A product line with architect Philippe Starck is also planned, but Target won't give details. Furthermore, the retailer has done a better job than Kmart of integrating all its designer brands through marketing and store layout so that they add to Target's cachet.

Even with the recession, Target's timing couldn't be better, says Marshal Cohen, president of NPD Fashion World, a research firm that tracks apparel sales. Target's more upscale marketing and product message appeals to shoppers at a time when they're more willing to trade down to save money. Cohen says this is helping Target take sales from slightly higher-end retail categories, such as department stores and specialty stores. Indeed, it's no accident that Target is quietly opening more stores in regional malls, the turf once ruled by both these rivals.


  Target's more upscale image helps attract higher-income shoppers like Lori Hardwick, a 33-year-old Chicago investment banker, who says she doesn't like to shop Wal-Mart or Kmart. "When I go to those stores, I feel like I am going down a notch," she says during a recent visit to a Chicago Target to buy clothes for her two children. "There isn't that stigma with Target."

Target is also aiming its designer strategy at the youth market, says Jeffrey Klinefelter, an analyst at US Bancorp Piper Jaffray. Emboldened by its success with Mossimo, Target's deals with Ecko and Sprouse are with designers who still have an edge and resonate with the young. Sprouse has designed clothes for rock stars.

There's good reason for trying to attract the younger demographic: 12- to 19-year-olds are the fastest growing segment of the population and a powerful economic force, spending $172 billion last year, according to consulting firm Teenage Research Unlimited. "They will also grow up as Target shoppers," Klinefelter adds.

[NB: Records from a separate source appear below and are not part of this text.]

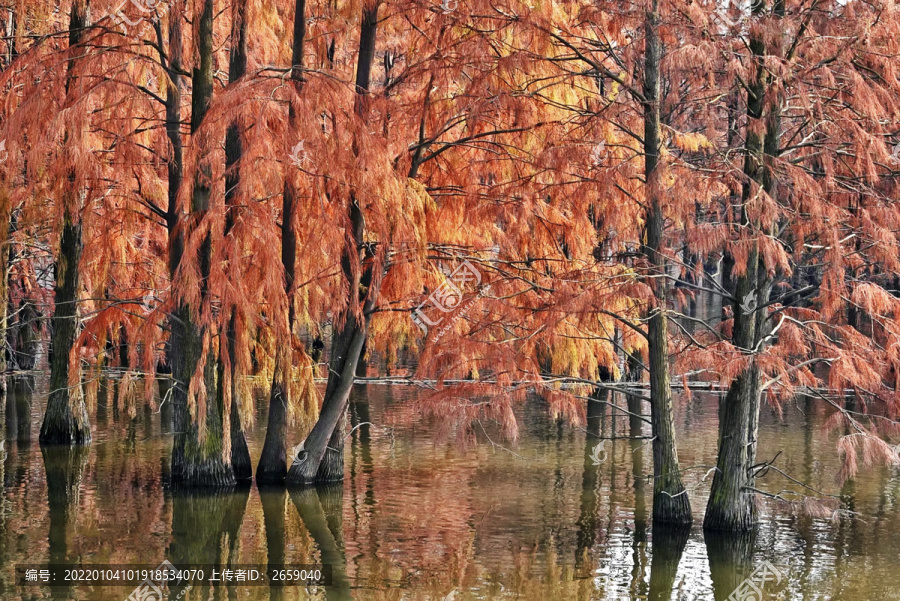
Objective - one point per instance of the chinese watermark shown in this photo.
(298, 155)
(751, 588)
(151, 590)
(147, 13)
(448, 298)
(748, 304)
(895, 154)
(598, 455)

  With the weak economy, teens, too, are more inclined to shop at a discounter, says NPD's Cohen. Eying a $24.99 pair of Mossimo jeans on a recent trip to a Chicago Target, 17-year-old Danielle Daker says she can nearly buy two pairs for the price of one at specialty stores such as Gap or Express. Besides, she says, "The Mossimo label is more cool than Gap." The shift of younger shoppers toward the discount channel is also reflected in broader numbers: Apparel sales to 13- to 17-year-olds rose by 14.7% last year at discounters, compared to flat sales at department and specialty stores, according to NPD.

By positioning itself as a trendier retailer and offering designer goods other sellers don't have, Target differentiates itself from its toughest rival -- Wal-Mart. In fact, Kmart's effort to match its prices with superefficient Wal-Mart helped push it into bankruptcy protection.

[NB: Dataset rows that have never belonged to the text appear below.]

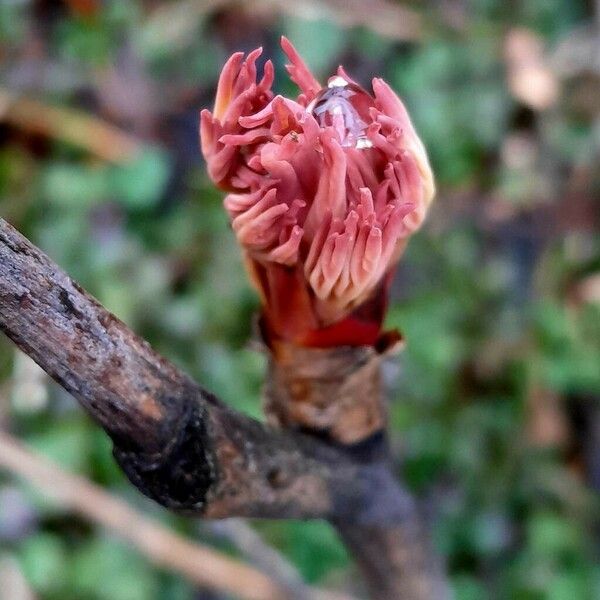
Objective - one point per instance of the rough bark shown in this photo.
(185, 449)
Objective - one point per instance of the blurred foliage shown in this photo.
(495, 401)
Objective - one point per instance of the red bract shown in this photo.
(324, 192)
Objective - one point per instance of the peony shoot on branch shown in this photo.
(324, 192)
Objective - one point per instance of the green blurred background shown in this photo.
(495, 403)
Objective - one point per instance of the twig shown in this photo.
(200, 565)
(182, 447)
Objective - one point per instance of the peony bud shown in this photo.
(325, 191)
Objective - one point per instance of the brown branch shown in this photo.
(182, 447)
(199, 565)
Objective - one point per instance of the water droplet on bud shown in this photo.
(345, 107)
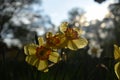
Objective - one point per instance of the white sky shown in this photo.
(58, 9)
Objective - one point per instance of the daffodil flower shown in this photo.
(56, 41)
(39, 55)
(73, 38)
(117, 58)
(94, 49)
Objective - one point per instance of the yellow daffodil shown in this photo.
(38, 55)
(55, 41)
(117, 58)
(94, 49)
(73, 37)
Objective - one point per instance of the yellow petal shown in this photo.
(63, 26)
(71, 45)
(79, 31)
(41, 41)
(77, 43)
(30, 49)
(33, 60)
(116, 52)
(43, 65)
(54, 57)
(117, 69)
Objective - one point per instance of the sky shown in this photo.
(58, 9)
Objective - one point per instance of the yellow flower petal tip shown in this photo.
(117, 69)
(116, 52)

Having more unique merchandise to attract shoppers allows Target to evade this trap and price everyday items at a price that's three to five percentage points higher, Merrill Lynch estimates. This has helped overall profits. Securities firm Legg Mason Wood Walker estimates that Target's operating profit as a percent of sales rose last fiscal year to 7%, from 6.8% the year before. (Target will report fourth-quarter and annual results on Feb. 28.) Wal-Mart's operating margin declined to 5.5%, from 6%, as it expanded sales of lower-price grocery items.


  Alliances with designers is also a strategy that's difficult for Wal-Mart to follow. Target's cachet as a style-conscious discounter gives it an advantage in teaming up with higher-end designers, who might not want to be associated Wal-mart. "The aesthetic is very much different," says Ecko's spokesman, Artus Conception. "When you walk into Target, it feels like a fashion house."

Still, Target faces several risks. Fashion is far more treacherous because it's easy to misjudge what consumers want. Some analysts wonder if this strategy could ultimately make Target's business more volatile. As it expands its designer lines, the retailer's earnings will face more exposure to fashion missteps, notes UBS analyst Linda Kristiansen.

Target also aims at a broad audience in terms of age and income, which is a far more challenging prospect when it comes to fashion. Consider Gap's Old Navy unit, which was once considered quite trendy but now is regarded by much of its audience as old hat. So far, Target has gotten it right, but not long ago Old Navy could do no wrong, either. The key will be whether the retailer can continue to answer the question: What's hip?